There is no consensus on the definition of an event bus. Like in hardware, things on a bus are distributed across the whole system, which is what we want to get a loosely coupled code. The message to be distributed is usually packed inside an instance of an event class. One might call it a message bus, but the term “message” usually implies a message broker, which is not the case here. It’s also like the observer pattern, but all the observers subscribe at system startup and unsubscribe at system shutdown – there is no way to change your mind at runtime. In the example above, an event might look like this:

public class CommentEvent {
    private String content;
    private User author;
    private Instant time;
    // ...

    // getters and setters omitted
}

Once an event is created, there are various ways to distribute it. If you are already using Spring, ApplicationEventPublisher might be a good idea:

@Autowired
private ApplicationEventPublisher eventPublisher;

@Transactional
public void publishComment(...) {
    // ...
    CommentEvent event = new CommentEvent(...);
    eventPublisher.publishEvent(event);
    // ...
}

Then, the EventListener annotation can be used to subscribe:

@EventListener
public void onCommentEvent(CommentEvent event) {
    System.out.println("Comment posted");
}

ApplicationEventPublisher supports both synchronous and asynchronous events and as far as I know it works really well in a lot of projects. Even if you’re not using Spring, other libraries, such as Guava, have similar concepts. On the other hand, you usually cannot get the return values of the handlers and, as a consistence, use it with Spring WebFlux. There is also some overhead if performance matters.

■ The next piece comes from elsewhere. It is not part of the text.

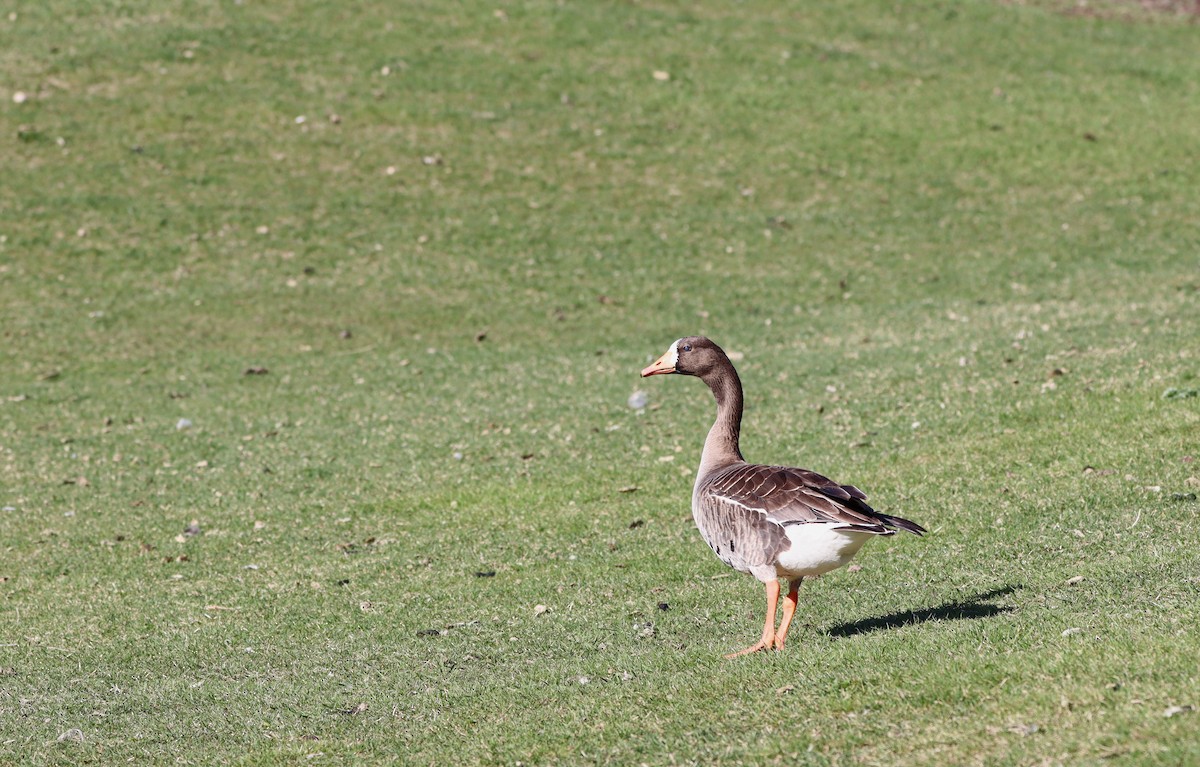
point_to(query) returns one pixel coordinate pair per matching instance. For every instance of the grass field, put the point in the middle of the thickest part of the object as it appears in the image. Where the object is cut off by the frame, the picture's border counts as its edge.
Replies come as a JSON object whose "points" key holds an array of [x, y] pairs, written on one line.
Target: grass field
{"points": [[319, 323]]}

The way I prefer to implement an event bus is by calling the subscribers directly. A subscriber of this event might look like this:

public interface CommentEventListener {
    void onCommentEvent(CommentEvent event);
    // or void onCommentEvent(User user, ...);
}

As the famous joke says, naming is one of the two hard problems in computer science (another one is cache invalidation). I’ve tried multiple names such as Callback, Handler, Observer, Subscriber and even Hook, but Listener appears to be most natural to me.

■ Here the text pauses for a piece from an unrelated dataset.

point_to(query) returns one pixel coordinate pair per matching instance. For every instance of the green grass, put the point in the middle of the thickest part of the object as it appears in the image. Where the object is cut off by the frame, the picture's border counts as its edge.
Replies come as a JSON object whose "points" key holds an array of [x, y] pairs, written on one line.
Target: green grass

Now, we need a simple way to get the list of subscribers and here is where dependency injection comes into play. Most DI-frameworks, including Spring, Guice and Dagger, support so-called multibindings – the possibility to inject multiple definitions as a single collection. Here is how it works in Spring:

@Autowired
private List<CommentEventListener> commentListeners;

@Transactional
public void publishComment(...) {
    // ...
    CommentEvent event = new CommentEvent(...);
    commentListeners.stream().map(i -> i.onCommentEvent(event));
    // ...
}

Pretty easy, isn’t it? Here is what a simple subscriber might look like:

@Service
public class DemoListener implements CommentEventListener {
    public void onCommentEvent(CommentEvent event) {
        System.out.println("Comment posted");
    }
}

That’s it! What are the benefits? Firstly, you can handle the return values. For instance, one of the subscribers could block the further execution by returning false (or the other way around):

if (commentListeners.stream().anyMatch(i -> !i.onCommentEvent(event))) {
    System.err.println("Execution failed");
}

Of course, the same could be archived using exceptions, but what about a voting behavior, where individual subscribers can contribute to the final decision, returning positive and negative numbers?

if (commentListeners.stream().reduce(0, (res, i) -> i.onCommentEvent(event) + res) < 0) {
    System.err.println("Execution failed");
}

If you’re using Spring WebFlux, you can benefit from returning reactive streams too. Rewrite the subscriber interface as follows:

import reactor.core.publisher.Mono;

public interface CommentEventListener {
    Mono<Void> onCommentEvent(CommentEvent event);
}

Now, call it from the service:

public Mono<Void> publishComment(...) {
    // ...
    CommentEvent event = new CommentEvent(...);
    return Mono.when(
        commentListeners
            .stream()
            .map(i -> i.onCommentEvent(event))
            .collect(Collectors.toList()));
}

The only disadvantage is, it doesn’t work with third-party code. For instance, you cannot receive Spring Security events without an adapter.